Tredici canzoni urgenti non è un disco strettamente ideologico, ma certo Capossela prende posizione attraverso la ragione e il sentimento, laddove enuncia un’idea di sopraffazione e abuso tra i sessi (La cattiva educazione, con Margherita Vicario), le carceri come buco nero della coscienza comune (Minorità), le contraddizioni di chi, inerte, osserva «con sguardo bovino» le paure e le guerre (Sul divano occidentale, con tre storiche conoscenze della nostra musica, Raiz, Bunna, Sir Oliver Skardy), la bulimia su cui si fonda il sistema economico (All you can eat, con Marc Ribot alla chitarra). C’è rabbia e sgomento nella postura di queste composizioni – nate tutte nell’arco di pochi mesi, all’inizio 2022 -, che Vinicio cavalca senza sbraitare o grugnire nel microfono, attento piuttosto a scandire le liriche e rendere quel tessuto di immagini ben permeabile, tangibile. Sì, perché nell’album troviamo tantissimo testo, che Vinicio comprime nei diversi brani per poi liberarli come scie chimiche distanti anni luce dalla concezione classica della musica italiana.
Dove altro scovare la delicatezza e l’arguzia che animano pagine quali Staffette in biciclette, in cui scorrono i nomi di tante partigiane emiliane (“Dispacci nascosti nei bigodini”), Ariosto governatore, ambientata “tra monti e lupi”, o Gloria all’archibugio, marcia che rievoca l’Orlando furioso? Tutti temi, tentazioni, accelerazioni che potevano mandare il motore di Vinicio fuori giri, o annegarlo nella retorica, e invece si snodano grazie a viluppi sonori arditi e a un’interpretazione sempre abbracciata, con affettuosa ironia, a quella sinfonia di parole. In passato, nei trentadue anni di carriera, Capossela ha abituato a panorami stranianti, tra bestiari, creature marine, esseri fantastici, mentre qui decide di occuparsi molto più dei suoi simili, evitando di adagiarsi su un prato ben pettinato e confortevole. Il rischio di un autocompiacimento multitasking con cui ubriacarsi sembra così sventato dalla capacità di alternare il dato elegiaco, con lo scossone emotivo o il piacere di Cha cha chaf della pozzanghera, brano nonsense, ma fino a un certo punto, fino a una chiusura, Con i tasti che ci abbiamo, dove si segnala che, all’occorrenza “Solo quelli suoneremo/una melodia sdentata”.

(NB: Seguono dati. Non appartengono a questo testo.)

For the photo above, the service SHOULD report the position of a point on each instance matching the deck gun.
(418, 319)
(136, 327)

Tra le moltitudini di una carriera sempre adulta e coerente, Capossela ha saputo disinnescare la tendenza ai luoghi comuni, al punto che nel multicolore pastiche della sua urgenza odierna trapela anche un colto aggancio ispirato all’universo musicale dell’autore ungherese Mihály Víg, apprezzato in molte colonne sonore di un regista di culto, Béla Tarr. Il tutto a sovrastare una varietà inquieta fors’anche eccessiva, che però denota la legittimità di esporsi e raccontare, in una forma di resistenza all’omologazione alle placide rime delle canzonette: a cui qui, fortunatamente, Vinicio non concede asilo.